Speculative Decoding and Inference-Time Scaling
Training-time scale is not the only way to improve model systems. Inference-time techniques can improve speed, throughput, or answer quality after a model is deployed.
Speculative decoding
Speculative decoding uses a smaller or cheaper draft process to propose tokens. The larger model verifies them.
draft model proposes: token1 token2 token3 token4
target model verifies: accept accept reject
target model continues: corrected token...
If many draft tokens are accepted, generation becomes faster.
When it helps
- high-throughput serving
- long generations
- repeated traffic patterns
- open-weight model hosting
- workloads with predictable language
It helps less when the target model rejects most draft tokens.
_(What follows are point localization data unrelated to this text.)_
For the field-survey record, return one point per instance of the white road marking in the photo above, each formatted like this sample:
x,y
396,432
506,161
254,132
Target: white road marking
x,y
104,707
Other inference-time scaling patterns
| Pattern | Goal |
|---|---|
| Best-of-N sampling | generate several answers and choose the best |
| Self-consistency | majority vote over reasoning paths |
| Rerank generated answers | use a judge/reward model |
| Chunked prefill | handle long prompts more efficiently |
| Continuous batching | keep GPUs full across many users |
| Prefix caching | reuse repeated system/context prefixes |
Serving tradeoffs
Optimization can move bottlenecks:
- GPU memory
- KV cache size
- network streaming
- scheduler overhead
- batch latency
- cost per accepted token
Always test with your real prompt lengths and concurrency.
Knowledge check
Q1: What is the draft model's role in speculative decoding?
It proposes likely next tokens cheaply so the larger model can verify them.
Q2: Why can best-of-N be expensive?
It generates multiple candidate answers, multiplying token usage.